The sound of drones returning to their hive after a mating flight is distinctive and cannot be confused with that of a worker bee. The screeching sound of a Stuka fighter aircraft in a bombing dive was deliberately built into the plane to terrify the enemy on the ground. Surely then, the loud and distinctive sound of a drone in flight also has an important purpose? The sound (and vibrations in the air?) of several thousand drones in a DCA could serve to make the locating of the DCA easier for both drones and virgin queens. Sound could also assist, besides sight and pheromones, in the creation of a DCA and the formation of drone comets and also to help distinguish a drone from a queen within the DCA. While marking drones in a DCA several would accidentally have ‘tippex’ splattered on their wings. This would result in a different sound being produced as it flew off which immediately attracted other drones to it.
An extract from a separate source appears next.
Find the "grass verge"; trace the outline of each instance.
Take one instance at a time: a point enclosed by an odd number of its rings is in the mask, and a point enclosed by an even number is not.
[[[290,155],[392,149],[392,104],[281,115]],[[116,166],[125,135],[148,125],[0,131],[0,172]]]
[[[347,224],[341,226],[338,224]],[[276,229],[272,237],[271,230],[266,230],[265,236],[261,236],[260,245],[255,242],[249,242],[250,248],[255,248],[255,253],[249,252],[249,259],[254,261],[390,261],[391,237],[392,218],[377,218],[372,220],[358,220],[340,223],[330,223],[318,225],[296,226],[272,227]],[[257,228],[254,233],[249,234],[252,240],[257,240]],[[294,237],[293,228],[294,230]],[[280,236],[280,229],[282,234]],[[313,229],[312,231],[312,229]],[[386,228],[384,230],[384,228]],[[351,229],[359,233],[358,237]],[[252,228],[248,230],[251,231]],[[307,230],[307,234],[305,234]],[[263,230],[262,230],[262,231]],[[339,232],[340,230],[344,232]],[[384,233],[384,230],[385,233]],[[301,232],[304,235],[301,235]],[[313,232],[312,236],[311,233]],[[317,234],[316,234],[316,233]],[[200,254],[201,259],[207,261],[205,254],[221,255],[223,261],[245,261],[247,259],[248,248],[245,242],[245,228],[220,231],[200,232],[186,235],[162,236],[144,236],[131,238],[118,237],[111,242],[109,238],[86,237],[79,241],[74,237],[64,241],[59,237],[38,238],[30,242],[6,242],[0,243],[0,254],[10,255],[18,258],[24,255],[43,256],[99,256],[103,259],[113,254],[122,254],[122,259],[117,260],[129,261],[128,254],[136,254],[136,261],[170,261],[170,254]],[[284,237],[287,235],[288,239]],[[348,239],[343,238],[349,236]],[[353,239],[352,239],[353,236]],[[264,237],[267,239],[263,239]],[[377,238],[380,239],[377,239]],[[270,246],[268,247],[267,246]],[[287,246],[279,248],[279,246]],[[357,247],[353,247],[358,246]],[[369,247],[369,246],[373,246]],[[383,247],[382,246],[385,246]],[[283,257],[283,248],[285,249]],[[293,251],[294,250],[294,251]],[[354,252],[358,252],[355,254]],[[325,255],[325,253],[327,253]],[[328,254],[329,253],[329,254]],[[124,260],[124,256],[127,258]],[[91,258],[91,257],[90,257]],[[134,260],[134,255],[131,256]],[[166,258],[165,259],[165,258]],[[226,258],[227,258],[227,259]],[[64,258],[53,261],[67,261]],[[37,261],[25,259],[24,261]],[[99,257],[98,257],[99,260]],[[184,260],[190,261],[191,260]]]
A major function of a DCA is to facilitate the complete mating of a virgin queen in the shortest possible time and a combination of sound, sight and pheromones may serve to accomplish this.

Evolution of male bee pheromone glands for mating?

While monitoring the number of times marked drones flew each afternoon and the duration of their flights, it was observed on many occasions that returning drones had the two interstitial abdominal membranes exposed – in exactly the same position as that of Xylocopa caffra males. Although dissections of drones were made to discover any underlying pheromone glands, they were so small that the equipment used could not detect them. If this is the source of a mating pheromone, it appears that it may be present in many bee species from solitary, sub-social and social species. Besides different flight times, the comparison of the composition of this pheromone could possibly help explain the sexual isolation of the different species of Apis and their phylogenetic linkages.